HW02: Practice with logistic regression and decision tree

[Please put your name and NetID here.]

Hello Students:

1. Logistic regression

1a. Make a logistic regression model

relating the probability an iris has Species='virginica' to its 'Petal.Length' and classifying irises as 'virginica' or not 'virginica' (i.e. 'versicolor').

1b. Do some work with logistic regression by hand.

Consider the logistic regression model, $P(y _i = 1) = \frac{1}{1 + e^{-(\mathbf{w x} + b)}}\,.$

Logistic regression is named after the log-odds of success, $\ln \frac{p}{1 - p}$, where $p = P(y_i = 1)$. Show that this log-odds equals $\mathbf{w x} + b$. (That is, start with $\ln \frac{p}{1 - p}$ and connect it in a series of equalities to $\mathbf{w x} + b$.)
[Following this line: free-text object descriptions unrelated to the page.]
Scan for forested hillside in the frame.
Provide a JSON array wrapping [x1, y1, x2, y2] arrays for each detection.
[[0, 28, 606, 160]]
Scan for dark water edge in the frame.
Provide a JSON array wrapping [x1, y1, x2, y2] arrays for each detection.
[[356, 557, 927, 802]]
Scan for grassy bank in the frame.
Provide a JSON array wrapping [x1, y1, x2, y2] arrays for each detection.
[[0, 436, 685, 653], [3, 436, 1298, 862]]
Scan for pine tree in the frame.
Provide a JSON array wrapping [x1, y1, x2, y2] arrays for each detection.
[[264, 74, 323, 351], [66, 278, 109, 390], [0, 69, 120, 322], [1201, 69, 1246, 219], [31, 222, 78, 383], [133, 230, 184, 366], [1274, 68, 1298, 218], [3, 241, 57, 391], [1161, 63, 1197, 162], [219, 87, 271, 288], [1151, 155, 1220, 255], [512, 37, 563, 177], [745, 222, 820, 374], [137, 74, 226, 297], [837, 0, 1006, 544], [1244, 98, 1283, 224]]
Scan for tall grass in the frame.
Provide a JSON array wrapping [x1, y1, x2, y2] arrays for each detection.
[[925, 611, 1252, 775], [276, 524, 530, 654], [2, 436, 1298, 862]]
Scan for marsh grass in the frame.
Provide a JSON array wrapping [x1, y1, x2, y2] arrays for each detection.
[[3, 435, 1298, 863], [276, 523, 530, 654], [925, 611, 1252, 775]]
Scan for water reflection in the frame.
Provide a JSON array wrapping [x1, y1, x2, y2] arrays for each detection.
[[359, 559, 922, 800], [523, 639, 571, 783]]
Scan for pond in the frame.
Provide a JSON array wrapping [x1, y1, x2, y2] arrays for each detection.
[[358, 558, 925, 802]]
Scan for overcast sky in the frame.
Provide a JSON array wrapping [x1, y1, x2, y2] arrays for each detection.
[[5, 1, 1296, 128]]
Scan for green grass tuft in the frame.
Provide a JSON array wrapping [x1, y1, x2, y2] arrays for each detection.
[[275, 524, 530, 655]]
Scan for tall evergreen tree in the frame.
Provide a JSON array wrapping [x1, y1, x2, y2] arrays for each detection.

... your Latex math in a Markdown cell here ...

$\begin{align*} % In this Latex context, "&" separates columns and "\\" ends a line. \ln \frac{p}{1 - p} & = ...\\ & = ...\\ & = ...\\ & = ...\\ & = \mathbf{w x} + b\\ \end{align*} $

1c. Do some more work with logistic regression by hand.

I ran some Python/scikit-learn code to make the model pictured here:

From the image and without the help of running code, match each code line from the top list with its output from the bottom list.

  1. model.intercept_
  2. model.coef_
  3. model.predict(X)
  4. model.predict_proba(X)[:, 1]

A. array([0, 0, 0, 1]), B. array([0.003, 0.5, 0.5, 0.997]), C. array([5.832]), D. array([0.])

2. Decision tree

2a. Make a decision tree model on a Titanic data set.
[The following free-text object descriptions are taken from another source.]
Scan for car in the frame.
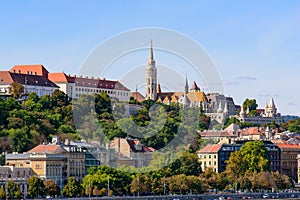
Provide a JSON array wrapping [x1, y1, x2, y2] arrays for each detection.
[[262, 193, 269, 199], [243, 196, 252, 199]]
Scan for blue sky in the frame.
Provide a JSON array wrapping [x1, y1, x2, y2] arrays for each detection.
[[0, 0, 300, 115]]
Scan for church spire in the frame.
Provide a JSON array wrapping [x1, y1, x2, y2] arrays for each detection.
[[185, 75, 189, 94], [148, 39, 154, 64], [145, 40, 157, 100]]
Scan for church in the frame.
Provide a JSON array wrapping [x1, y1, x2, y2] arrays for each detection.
[[144, 40, 239, 120], [145, 40, 210, 111]]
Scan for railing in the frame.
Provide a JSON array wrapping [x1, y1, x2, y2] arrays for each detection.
[[33, 192, 300, 200]]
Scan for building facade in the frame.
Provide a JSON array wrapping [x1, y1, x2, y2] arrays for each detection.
[[277, 143, 300, 182], [198, 140, 281, 173], [0, 65, 59, 98], [238, 97, 283, 125], [110, 137, 155, 168], [48, 73, 130, 101]]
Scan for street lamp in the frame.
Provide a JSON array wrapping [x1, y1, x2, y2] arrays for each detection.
[[107, 176, 110, 197]]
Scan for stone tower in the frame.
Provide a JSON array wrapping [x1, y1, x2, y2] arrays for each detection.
[[145, 40, 157, 100]]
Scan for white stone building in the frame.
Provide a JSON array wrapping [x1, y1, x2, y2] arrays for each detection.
[[48, 72, 130, 101], [0, 65, 59, 98]]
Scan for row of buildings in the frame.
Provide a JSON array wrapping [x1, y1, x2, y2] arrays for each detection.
[[0, 40, 284, 126], [0, 136, 155, 195], [198, 126, 300, 183], [0, 64, 130, 101], [143, 40, 283, 125]]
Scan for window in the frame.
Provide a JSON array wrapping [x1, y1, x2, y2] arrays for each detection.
[[214, 155, 216, 159], [35, 164, 41, 169], [209, 155, 211, 159]]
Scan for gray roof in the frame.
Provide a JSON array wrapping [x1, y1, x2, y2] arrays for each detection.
[[6, 153, 29, 160]]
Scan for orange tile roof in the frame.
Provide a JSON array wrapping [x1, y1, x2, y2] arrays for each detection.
[[130, 92, 145, 102], [10, 64, 49, 77], [48, 72, 68, 83], [198, 144, 221, 153], [276, 143, 300, 149], [0, 71, 58, 88], [27, 144, 66, 154], [239, 127, 264, 136], [0, 71, 13, 84]]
Read the data from http://www.stat.wisc.edu/~jgillett/451/data/kaggle_titanic_train.csv.

These data are described at https://www.kaggle.com/competitions/titanic/data (click on the small down-arrow to see the "Data Dictionary"), which is where they are from.
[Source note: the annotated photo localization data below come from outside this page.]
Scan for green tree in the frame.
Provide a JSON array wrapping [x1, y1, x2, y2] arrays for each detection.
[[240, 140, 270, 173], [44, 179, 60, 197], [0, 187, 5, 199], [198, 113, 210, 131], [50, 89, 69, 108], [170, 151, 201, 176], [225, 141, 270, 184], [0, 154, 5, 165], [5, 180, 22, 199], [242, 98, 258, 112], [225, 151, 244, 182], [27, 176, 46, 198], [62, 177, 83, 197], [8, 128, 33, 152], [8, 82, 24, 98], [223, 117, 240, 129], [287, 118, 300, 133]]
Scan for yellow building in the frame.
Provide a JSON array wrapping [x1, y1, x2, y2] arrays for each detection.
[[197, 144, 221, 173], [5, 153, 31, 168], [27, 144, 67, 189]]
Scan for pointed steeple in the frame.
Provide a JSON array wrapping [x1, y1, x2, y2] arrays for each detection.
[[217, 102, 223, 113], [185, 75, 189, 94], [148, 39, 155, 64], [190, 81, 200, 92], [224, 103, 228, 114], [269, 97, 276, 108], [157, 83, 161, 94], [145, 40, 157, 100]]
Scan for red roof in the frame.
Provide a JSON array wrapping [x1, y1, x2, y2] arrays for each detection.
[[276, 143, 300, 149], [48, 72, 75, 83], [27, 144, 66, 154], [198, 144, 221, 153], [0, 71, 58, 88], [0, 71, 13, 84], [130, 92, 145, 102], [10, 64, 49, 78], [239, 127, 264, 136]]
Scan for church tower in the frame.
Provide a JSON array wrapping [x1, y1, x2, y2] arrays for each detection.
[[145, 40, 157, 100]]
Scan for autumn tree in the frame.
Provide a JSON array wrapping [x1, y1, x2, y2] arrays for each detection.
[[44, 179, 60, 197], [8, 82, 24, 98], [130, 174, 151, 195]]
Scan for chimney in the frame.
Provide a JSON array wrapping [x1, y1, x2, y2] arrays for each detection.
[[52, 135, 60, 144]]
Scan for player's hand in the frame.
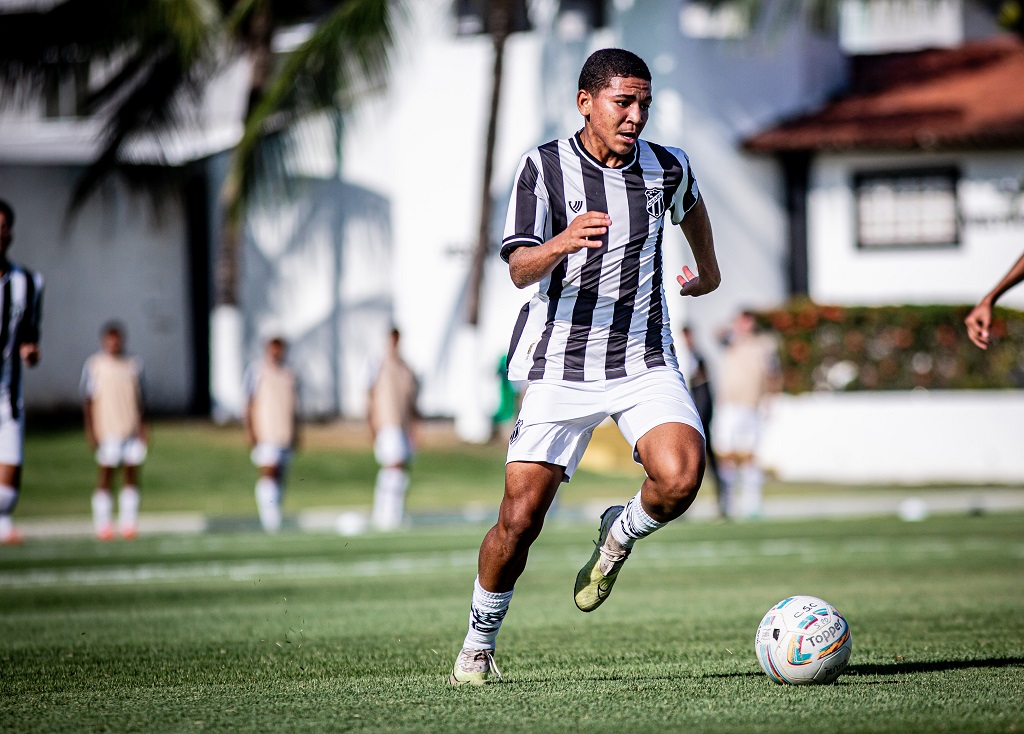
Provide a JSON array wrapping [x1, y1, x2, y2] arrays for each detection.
[[20, 343, 39, 366], [677, 265, 711, 297], [964, 301, 994, 349], [557, 212, 610, 254]]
2b. Which features are used in the (max_depth=2) decision-making? Answer in a markdown cell.

2c. What proportion (in the cleaned-up data) of females survived? What proportion of males survived?

Answer in two sentences via print(), with each proportion rounded to three decimal places.

Hint: There are many ways to do this. One quick way is to find the average of the Survived column for each subset.

2d. Do some decision tree calculations by hand.

Consider a decision tree node containing the following set of examples $S = \{(\mathbf{x}, y)\}$ where $\mathbf{x} = (x_1, x_2)$:

((4, 9), 1)

((2, 6), 0)

((5, 7), 0)

((3, 8), 1)

Find the entropy of $S$.

2e. Do some more decision tree calculations by hand.

Find a (feature, threshold) pair that yields the best split for this node.